Turning to the New York Times, Nov 5, 1999,:
Supporters of the legislation said that
....historians and economists have concluded that the Glass-Steagall Act was not the correct response to the banking crisis because it was the failure of the Federal Reserve in carrying out monetary policy, not speculation in the stock market, that caused the collapse of 11,000 banks. If anything, the supporters said, the new law will give financial companies the ability to diversify and therefore reduce their risks. The new law, they said, will also give regulators new tools to supervise shaky institutions.
See, now the Federal Reserve only has to bail out a few mega-corporations, not 11,000 piddly little banks. Taxpayers now own the largest insurance company in the land.
As CIP put it: "It's got to be ironic that the US takes it's most dramatic step toward socialism under the most right wing President since Hoover (or maybe ever)."
The world changes, and we have to change with it,'' said Senator Phil Gramm of Texas, who wrote the law that will bear his name along with the two other main Republican sponsors, Representative Jim Leach of Iowa and Representative Thomas J. Bliley Jr. of Virginia. ''We have a new century coming, and we have an opportunity to dominate that century the same way we dominated this century. Glass-Steagall, in the midst of the Great Depression, came at a time when the thinking was that the government was the answer. In this era of economic prosperity, we have decided that freedom is the answer.''
The Republican Plan to Dominate The Twenty-First Century seems to be coming to an ignominious end. They should have called it "The Plan For the New American Decade".
''I think we will look back in 10 years' time and say we should not have done this but we did because we forgot the lessons of the past, and that that which is true in the 1930's is true in 2010,'' said Senator Byron L. Dorgan, Democrat of North Dakota. ''I wasn't around during the 1930's or the debate over Glass-Steagall. But I was here in the early 1980's when it was decided to allow the expansion of savings and loans. We have now decided in the name of modernization to forget the lessons of the past, of safety and of soundness.''
How can you be so wrong, Senator Dorgan? We crumbled in 2008, not 2010.
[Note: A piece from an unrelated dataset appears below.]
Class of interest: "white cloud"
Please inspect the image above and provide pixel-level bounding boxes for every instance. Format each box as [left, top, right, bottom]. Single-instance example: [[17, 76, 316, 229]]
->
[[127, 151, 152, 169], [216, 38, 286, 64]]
Senator Paul Wellstone, Democrat of Minnesota, said that Congress had ''seemed determined to unlearn the lessons from our past mistakes.''
Scores of banks failed in the Great Depression as a result of unsound banking practices, and their failure only deepened the crisis,'' Mr. Wellstone said. ''Glass-Steagall was intended to protect our financial system by insulating commercial banking from other forms of risk. It was one of several stabilizers designed to keep a similar tragedy from recurring. Now Congress is about to repeal that economic stabilizer without putting any comparable safeguard in its place.''
Worry-wart! The following retort set Senator Wellstone straight!
''The concerns that we will have a meltdown like 1929 are dramatically overblown,'' said Senator Bob Kerrey, Democrat of Nebraska.